Although human observers – trained or untrained – are generally good at subjectively judging affective facial expressions in adults (Baker et al., 2010), infants do not necessarily express affective states in the same fashion as adults do (Camras et al., 2003; Kohut et al., 2012; Oster, 2006). Valid automated measurement of infant affective facial expressions, however, relies on understanding and formalizing the mapping between facial actions and their emotional significance. For instance, recognizing negative affect displays is particularly challenging because infants do not use a consistent set of action units when expressing lower intensity negative affect (Camras et al., 2003; Messinger et al., 2012). Systematic coding systems that explicitly operationalize possible variations in the morphology of affective facial behavior in early life – such as valid measurement of pouting mouth movements (AU17) involved in sad expressions – are thus essential for informing automated action unit detection algorithms and require continuous research.
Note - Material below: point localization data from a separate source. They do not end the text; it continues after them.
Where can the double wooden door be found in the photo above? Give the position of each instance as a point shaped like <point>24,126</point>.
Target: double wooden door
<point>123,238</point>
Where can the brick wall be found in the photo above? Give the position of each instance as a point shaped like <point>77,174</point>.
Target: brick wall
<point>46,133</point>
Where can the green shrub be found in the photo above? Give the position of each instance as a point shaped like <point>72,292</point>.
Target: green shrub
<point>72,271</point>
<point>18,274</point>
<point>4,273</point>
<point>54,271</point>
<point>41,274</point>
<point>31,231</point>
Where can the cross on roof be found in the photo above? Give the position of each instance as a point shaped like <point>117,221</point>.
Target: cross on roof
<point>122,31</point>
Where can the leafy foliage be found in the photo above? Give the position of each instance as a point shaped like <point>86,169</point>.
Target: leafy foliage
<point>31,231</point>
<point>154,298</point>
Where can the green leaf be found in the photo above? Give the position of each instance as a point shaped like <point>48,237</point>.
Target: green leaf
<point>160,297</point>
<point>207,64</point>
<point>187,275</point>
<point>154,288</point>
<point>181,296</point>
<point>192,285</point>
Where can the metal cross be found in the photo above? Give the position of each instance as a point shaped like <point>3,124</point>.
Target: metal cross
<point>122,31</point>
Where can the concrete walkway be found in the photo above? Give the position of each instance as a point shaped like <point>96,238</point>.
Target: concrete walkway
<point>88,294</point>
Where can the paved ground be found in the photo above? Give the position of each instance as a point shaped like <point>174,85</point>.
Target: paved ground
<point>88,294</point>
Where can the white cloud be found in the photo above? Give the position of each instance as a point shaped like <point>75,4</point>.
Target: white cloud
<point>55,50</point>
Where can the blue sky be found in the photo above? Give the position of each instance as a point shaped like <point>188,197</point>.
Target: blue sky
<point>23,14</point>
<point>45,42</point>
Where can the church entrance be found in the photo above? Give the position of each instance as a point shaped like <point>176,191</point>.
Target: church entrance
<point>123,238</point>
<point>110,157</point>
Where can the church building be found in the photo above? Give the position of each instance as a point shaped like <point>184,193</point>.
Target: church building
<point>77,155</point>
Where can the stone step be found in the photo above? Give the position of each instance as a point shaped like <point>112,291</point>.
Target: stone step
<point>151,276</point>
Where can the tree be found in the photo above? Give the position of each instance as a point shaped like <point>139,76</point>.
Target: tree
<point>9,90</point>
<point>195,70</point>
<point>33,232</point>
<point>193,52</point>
Collecting video data for automated facial expression analyses

The video data analyzed here were collected using a split-screen format with the intention that they be coded manually. This makes the current results broadly applicable to observational infant research using similar protocols. Nevertheless, improvements in classification accuracy and data availability of the automated measurement can be expected by taking additional steps to optimize video quality. Automated facial expression analyses can be sensitive to video image quality beyond spatial and temporal resolution (Beringer et al., 2019). Image brightness, sharpness, horizontal and vertical position of the light source with respect to the infant’s face, for example, have been previously related to the sensitivity of automated detection of gaze direction from image data (Chouinard et al., 2019). In the current dataset, Baby FaceReader 9’s face model fit certainty estimate – which reflects various video quality parameters – related to the classification accuracy. These results highlight the importance of assessing video recording conditions that may affect data availability and the accuracy of the automated measurement. We recommend that researchers pilot video recording devices and setups to increase automatic classification accuracy and reduce missing data.

Conclusion

The study of real-time changes of infants’ affective facial expressions has been central to developmental science, enabling us to better understand a wide array of phenomena such as the development of emotion regulation (e.g., MacLean et al., 2014; Mangelsdorf et al., 1995) and preverbal communication (e.g., Beebe et al., 2016; Colonnesi et al., 2012; Hsu & Fogel, 2001; Yale et al., 2003). Moving toward automated behavioral measurement is important because it may permit detailed online and offline analysis of infant affect and communication with large sample sizes that are hard to obtain using standard manual coding techniques. The current study assessed the validity and feasibility of a turn-key instantiation for automated facial expression measurement - Baby FaceReader 9 (Noldus, 2022), to discriminate between manually coded facial expressions using longitudinal data from infants at 4 and 8 months of age engaged in naturalistic face-to-face interactions with mother, father, and unfamiliar adult. Our results shed doubt on complex a priori formulas, including Baby FaceReader 9’s global emotional valence formula, but provide initial support for the automated detection of individual action units to recognize positive and negative affect during naturalistic face-to-face interactions of infants as young as 4 months of age. Future work can profitably move toward improving automated measurement techniques to minimize data loss while identifying a priori action units and configurations that are central for the display of positive and negative affect.